Kafkas halklarının kullandığı bir atasözümüzü var; “Ölünün
ardınca konuşmazlar”.
Kafkasya, araştırmacılar ve gözlemciler için objektif
sonuçlara varmak için gereken imkânı sağlayan koskoca bir
akademi gibidir. En çok da, sosyologların ve devlet bilimiyle
uğraşanların eğitimi için önemlidir.
Kafkasya’da yaşam ve insan karakterleri türlü türlü ve aynı
zamanda çok karmaşıktır. Milletlerin problemlerini oluşturan,
tarihi, sosyal ve ekonomik sorunlar Kafkasya`da da iç içe
geçmiştir.
Bölgenin idaresi ve burada yaşayan halkın sosyal özelliğinin
ve yaşam şartlarının kendine has yapısının önemi bazen
gerçekten, bazen de ikiyüzlülükle anlamak istemeyenlerin,
görevini gerçekten de yapıp yapmadığını kontrolünün güçlüğü
Kafkasya bu özelliğinden kaynaklanmaktadır.
Olayların ve problemlerin kökenine inmek için önce geçmişi
tanımamız gerekmektedir. Ancak o zaman Kafkasya’nın
sorunlarını çözmek ve gelecekle ilgili olarak belirli bir rota
çizmelerine yardım etmek mümkün olacaktır.

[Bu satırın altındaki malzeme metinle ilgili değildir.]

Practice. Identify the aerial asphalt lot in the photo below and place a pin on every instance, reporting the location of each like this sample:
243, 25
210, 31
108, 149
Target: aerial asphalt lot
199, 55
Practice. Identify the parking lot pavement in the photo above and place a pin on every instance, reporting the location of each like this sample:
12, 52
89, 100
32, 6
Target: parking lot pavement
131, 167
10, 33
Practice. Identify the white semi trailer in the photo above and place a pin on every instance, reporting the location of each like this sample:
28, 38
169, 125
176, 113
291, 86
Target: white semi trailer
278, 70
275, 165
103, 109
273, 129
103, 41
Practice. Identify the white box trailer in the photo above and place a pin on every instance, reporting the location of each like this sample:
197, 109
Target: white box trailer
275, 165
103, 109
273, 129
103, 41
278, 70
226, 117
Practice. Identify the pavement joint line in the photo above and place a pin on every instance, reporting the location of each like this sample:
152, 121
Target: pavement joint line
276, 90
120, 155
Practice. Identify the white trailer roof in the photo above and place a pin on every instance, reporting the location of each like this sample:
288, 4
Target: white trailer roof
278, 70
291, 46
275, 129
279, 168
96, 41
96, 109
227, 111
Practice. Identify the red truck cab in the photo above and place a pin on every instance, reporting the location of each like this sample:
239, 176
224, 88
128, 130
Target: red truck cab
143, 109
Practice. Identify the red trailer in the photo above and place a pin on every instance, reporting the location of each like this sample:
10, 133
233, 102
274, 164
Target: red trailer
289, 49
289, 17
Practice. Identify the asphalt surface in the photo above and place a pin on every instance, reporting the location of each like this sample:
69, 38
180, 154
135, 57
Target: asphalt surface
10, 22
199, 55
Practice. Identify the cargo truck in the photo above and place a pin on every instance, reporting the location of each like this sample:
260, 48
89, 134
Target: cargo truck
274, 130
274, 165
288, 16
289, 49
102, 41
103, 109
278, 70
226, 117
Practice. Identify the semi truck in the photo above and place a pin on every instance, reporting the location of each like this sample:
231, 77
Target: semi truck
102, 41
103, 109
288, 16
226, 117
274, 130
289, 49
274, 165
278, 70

Kuzey Kafkasların Etnik Yapısı
Dünya üzerindeki en eski yerleşim bölgelerinden birisi olması
ve dünyadaki diğer topluluklarla ilişkisi olmayan dilleri
konuşan halkların oturmasından dolayı Kafkasya bölgesi,
sorunlu bir bölge olmuştur. Bütün bunlara yer üstü ve yer altı
kaynaklarının eklenmesi sorunları içinden çıkılmaz hale
getirmiştir. Sovyet döneminde, bölgede yaşayan halklar, tarihi
geçmişleriyle ilgili olarak sağlıklı bilgilere ulaşamadıkları
gibi baskıyla ya dayalı uygulamalarla yönetilmeye
çalışılmıştır. Buna rağmen Kafkasyalılar, bazı problemler olsa
da kimliklerini ve geçmişlerini bu güne taşımayı başardılar.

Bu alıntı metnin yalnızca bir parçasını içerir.